Photo of Stephen McConnell

We’ve been reminiscing often lately about our days as a federal prosecutor. Part of that is pure nostalgia. Part of it is wondering about the road not taken. Part of it is explaining to others why the show Billions is so crazily unrealistic.

The Covid-19 lockdown has sent us scurrying through the streaming services in a search for diversions. Finally, at long, reluctant last, we started watching the show that friends recommended but that we swore to ignore. We are not yet halfway through the Billions catalogue, and our mouth is frozen in a gape of horror. The U.S Attorney in that show is a bizarre, scheming, masochistic, amoral schlub. We worked for three U.S. Attorneys and they were all models of restraint, legal skill, and rectitude. They bore no resemblance to the Dracula on this show that reduces high-level law and finance to gutter trash.

But, yes, it is fun trash.


Back in our AUSA days, criminal defendants more often than not asserted their fifth amendment privilege against self-incrimination. They usually did not take the witness stand. Even though it is natural to wonder why an innocent person would not want to look the jurors in the eye and utter a loud denial of the accusations, the judge would instruct the jurors that they could not draw any adverse inference from the defendant’s decision to remain mum. Prosecutors get used to this modus vivendi. After all, it seems fair. Plus, we usually had oodles of other evidence to support a guilty verdict.

The rules are quite different in civil litigation.

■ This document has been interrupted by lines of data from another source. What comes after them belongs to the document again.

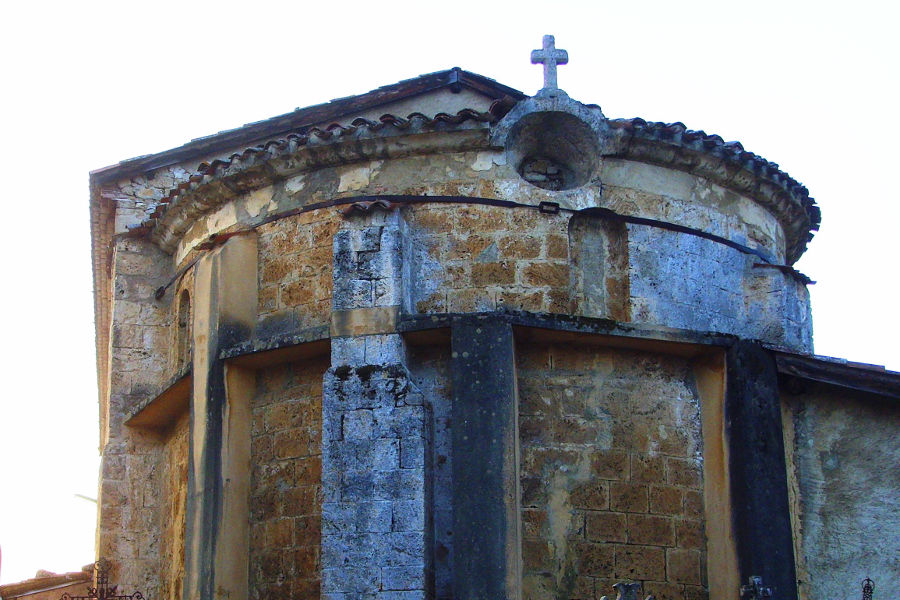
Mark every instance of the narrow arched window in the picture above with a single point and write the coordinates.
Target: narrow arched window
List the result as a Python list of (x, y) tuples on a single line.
[(183, 332)]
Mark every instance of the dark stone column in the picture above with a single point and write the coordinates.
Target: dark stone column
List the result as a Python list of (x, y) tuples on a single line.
[(486, 524), (217, 531), (759, 490)]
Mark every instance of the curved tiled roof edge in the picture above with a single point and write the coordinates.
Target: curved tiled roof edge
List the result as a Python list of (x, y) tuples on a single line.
[(766, 179), (291, 142), (683, 150)]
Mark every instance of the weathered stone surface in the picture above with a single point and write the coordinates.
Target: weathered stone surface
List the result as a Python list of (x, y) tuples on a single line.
[(845, 464), (599, 448)]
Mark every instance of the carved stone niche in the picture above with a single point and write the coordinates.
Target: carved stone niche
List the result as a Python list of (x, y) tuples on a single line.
[(552, 141)]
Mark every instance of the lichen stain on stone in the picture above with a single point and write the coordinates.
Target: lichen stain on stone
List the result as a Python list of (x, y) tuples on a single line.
[(484, 161), (357, 177), (560, 516), (223, 218), (295, 184), (257, 200)]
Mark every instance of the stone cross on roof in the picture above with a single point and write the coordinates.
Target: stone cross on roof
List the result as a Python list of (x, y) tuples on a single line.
[(550, 57)]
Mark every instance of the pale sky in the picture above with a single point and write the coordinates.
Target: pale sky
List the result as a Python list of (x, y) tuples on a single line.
[(812, 86)]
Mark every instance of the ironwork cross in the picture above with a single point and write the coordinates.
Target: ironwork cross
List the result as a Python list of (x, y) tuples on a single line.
[(549, 56)]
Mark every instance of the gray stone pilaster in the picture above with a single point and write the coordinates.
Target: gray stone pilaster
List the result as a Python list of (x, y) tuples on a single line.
[(375, 532)]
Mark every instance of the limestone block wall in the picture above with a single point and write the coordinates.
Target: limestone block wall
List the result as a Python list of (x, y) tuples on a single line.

A defendant’s invocation of the fifth amendment right to remain silent usually will elicit the opposite jury instruction – that jurors can presume that the defendant’s answers would have been unfavorable to that defendant. We have to admit that our AUSA experiences made this outcome a bit surprising and we are still not fully reconciled to it.

But there are nuances.

One such nuance was well illustrated in the recent case of United States ex rel. Lokosky v. Acclarent, Inc., 2020 U.S. Dist. LEXIS 95404 (D.Mass. June 1, 2020). Lokosky was a civil case under the False Claims Act (the “ex rel. Lokosky” means that Lokosky was the relator who initiated the suit, ostensibly for the benefit of the republic). Lokosky has been a sales representative for a medical device company, and she claimed that her company fired her in retaliation for her efforts to halt off-label marketing that would have led to the filing of false reimbursement claims with the government.

To build her case, she submitted written questions to the company’s former CEO and Director of Sales. The ‘answers’ to those questions were mostly assertions of the fifth amendment. The relator wanted the court to allow an adverse inference to be drawn from those fifth amendment assertions. In a brief, but well-reasoned, opinion, the magistrate-judge refused such an inference.

The inference applies to parties, and these former employees were not parties. They had not been employed by the defendant company since 2011. There was no reason to believe the company exercised any control over them. They retained counsel independent of the case. The former employees did not seem to have any interest in the case, plus they had also asserted the fifth amendment in response to questions from the company.

The Lokosky court’s inquiry was fact-driven, rather than categorical. Based on the particular concatenation of facts in the case, the court could “not consider the adverse inferences to be worthy under all circumstances.”